2) Calculate the direction with respect to the river bank he needs to row
(in degrees) in order to achieve his goal.

Code:

      N          * B       |          *|       |        * |       |        *  |       |    50 *20°| 3t       |      *    |       |    *    |       |    *      |       |20°*      * C       |  *    *       | *θ  * 4t       |* *     A *       |

We are given: .$\displaystyle \angle NAB = 20^o,\;AB = 50$
. . Note that: $\displaystyle \angle ABC = 20^o$

In $\displaystyle t$ seconds, $\displaystyle A$ has moved $\displaystyle 4t$ m to point $\displaystyle C.$

In $\displaystyle t$ seconds, $\displaystyle B$ has moved $\displaystyle 3t$ m to point $\displaystyle C.$

Let $\displaystyle \theta = \angle BAC$

We want $\displaystyle \angle NAC.$

Using the Law of Sines: .$\displaystyle \frac{\sin\theta}{3t} \:=\:\frac{\sin20^o}{4t} \quad\Rightarrow\quad \sin\theta \:=\:\frac{3\sin20^o}{4} \:=\:0.256515107$

Hence: .$\displaystyle \theta \:=\:14.86338095^o \:\approx\:14.86^o$

Therefore: .$\displaystyle \angle NAC \;=\;14.86^o + 20^o \;=\;\boxed{34.86^o}$

Edit: skeeter pointed out an error . . . *blush*
I forgot: the boat is also affected by the current.

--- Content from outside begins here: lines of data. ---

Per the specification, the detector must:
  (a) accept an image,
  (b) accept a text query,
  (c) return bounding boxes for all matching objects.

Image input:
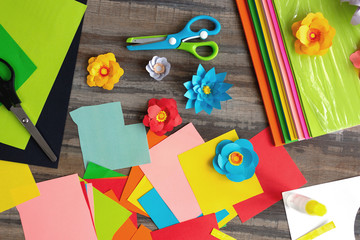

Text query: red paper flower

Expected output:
[143,98,182,136]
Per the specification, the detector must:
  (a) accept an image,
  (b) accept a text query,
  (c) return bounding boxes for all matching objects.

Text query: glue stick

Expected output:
[284,193,327,216]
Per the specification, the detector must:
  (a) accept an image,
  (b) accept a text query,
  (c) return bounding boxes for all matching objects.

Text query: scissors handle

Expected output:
[0,58,21,110]
[173,15,221,40]
[178,41,219,61]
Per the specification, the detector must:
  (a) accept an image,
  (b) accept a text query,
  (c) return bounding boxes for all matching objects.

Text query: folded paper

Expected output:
[70,102,150,170]
[128,176,154,214]
[17,174,97,240]
[0,160,40,212]
[184,64,232,114]
[283,177,360,240]
[139,188,179,229]
[151,214,218,240]
[178,130,263,215]
[140,123,204,222]
[0,0,86,149]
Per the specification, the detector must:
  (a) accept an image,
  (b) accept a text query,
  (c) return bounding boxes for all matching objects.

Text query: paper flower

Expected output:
[87,53,124,90]
[184,64,232,114]
[341,0,360,25]
[143,98,182,136]
[291,13,336,55]
[350,50,360,69]
[146,56,171,81]
[213,139,259,182]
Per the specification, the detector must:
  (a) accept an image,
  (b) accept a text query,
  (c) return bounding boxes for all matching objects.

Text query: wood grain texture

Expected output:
[0,0,360,240]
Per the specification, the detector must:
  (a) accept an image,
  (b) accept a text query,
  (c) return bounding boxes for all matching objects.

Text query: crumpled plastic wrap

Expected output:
[273,0,360,137]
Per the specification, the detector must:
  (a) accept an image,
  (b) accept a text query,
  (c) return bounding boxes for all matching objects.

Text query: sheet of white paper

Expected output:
[283,176,360,240]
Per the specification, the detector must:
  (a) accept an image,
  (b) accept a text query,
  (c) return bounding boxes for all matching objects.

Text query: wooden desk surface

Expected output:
[0,0,360,240]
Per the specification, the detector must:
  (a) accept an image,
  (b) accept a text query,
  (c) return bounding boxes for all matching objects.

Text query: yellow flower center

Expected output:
[203,86,211,95]
[229,152,243,166]
[99,66,109,77]
[156,111,167,122]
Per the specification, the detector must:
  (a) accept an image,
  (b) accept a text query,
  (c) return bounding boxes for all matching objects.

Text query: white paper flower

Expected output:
[146,56,171,81]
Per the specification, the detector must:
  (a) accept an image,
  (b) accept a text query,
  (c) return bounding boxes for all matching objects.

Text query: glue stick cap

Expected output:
[305,200,327,216]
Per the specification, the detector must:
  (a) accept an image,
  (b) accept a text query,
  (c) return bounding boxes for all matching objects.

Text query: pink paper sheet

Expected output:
[262,0,305,140]
[262,0,310,139]
[17,174,97,240]
[140,123,204,222]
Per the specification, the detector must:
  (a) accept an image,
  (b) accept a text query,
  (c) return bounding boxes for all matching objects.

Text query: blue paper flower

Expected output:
[184,64,232,114]
[213,139,259,182]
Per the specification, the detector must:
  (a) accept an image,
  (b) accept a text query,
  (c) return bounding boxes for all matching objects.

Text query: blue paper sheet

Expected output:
[70,102,150,170]
[138,188,179,229]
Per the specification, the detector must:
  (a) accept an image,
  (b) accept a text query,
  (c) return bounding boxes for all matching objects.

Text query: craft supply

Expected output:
[297,222,335,240]
[283,193,327,216]
[127,176,154,215]
[93,188,131,240]
[138,188,179,229]
[263,0,310,139]
[140,123,204,222]
[247,0,291,143]
[211,228,236,240]
[283,176,360,240]
[273,0,360,137]
[213,139,259,182]
[0,58,57,162]
[234,128,306,222]
[178,130,263,215]
[252,0,298,141]
[0,160,40,212]
[131,224,152,240]
[184,64,233,114]
[17,174,97,240]
[143,98,182,136]
[0,15,86,168]
[126,15,221,61]
[87,53,124,90]
[236,0,284,146]
[151,214,217,240]
[70,102,150,170]
[0,0,86,149]
[146,56,171,81]
[84,162,125,179]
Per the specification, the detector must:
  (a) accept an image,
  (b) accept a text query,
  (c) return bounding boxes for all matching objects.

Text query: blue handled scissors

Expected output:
[126,15,221,61]
[0,58,57,162]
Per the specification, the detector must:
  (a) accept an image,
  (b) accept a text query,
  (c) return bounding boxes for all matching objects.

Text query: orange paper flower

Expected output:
[291,13,336,55]
[87,53,124,90]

I'll have to work on a corrected version.

Sorry . . .
.
• Sep 23rd 2008, 12:53 PM
ally79
Skeeter,
I follwed through what you said and I was able to follow it and understand it, Hower when substuting in t and rearranging to solve for theta I ended up with 50 Sin (20)/50cos (20) = 4 Sin theta/4 Cos Theta

Which i cancelled down to Tan 20 = Tan Theta Which gives me the original 20 degree angle.

If anyone can point out where I went wrong i'd be grateful!
• Sep 23rd 2008, 06:04 PM
skeeter
ironic, isn't it? but correct. (Nod)
• Sep 23rd 2008, 08:26 PM
ally79
is that a further 20 degrees on top of the 20 degrees already?
• Sep 24th 2008, 10:12 AM
ally79
How can the angle of interception be 20 degrees when the initial angle is 20 degrees? Surely as the object is floating down stream the angle will be increasing every second?

Can someone please explain this to me? I apologise if i'm missing something obvious
• Sep 24th 2008, 02:13 PM
skeeter
Quote:

Originally Posted by ally79
is that a further 20 degrees on top of the 20 degrees already?

no ... the 20 degrees relative to the shore is what the boat must steer to intercept the object.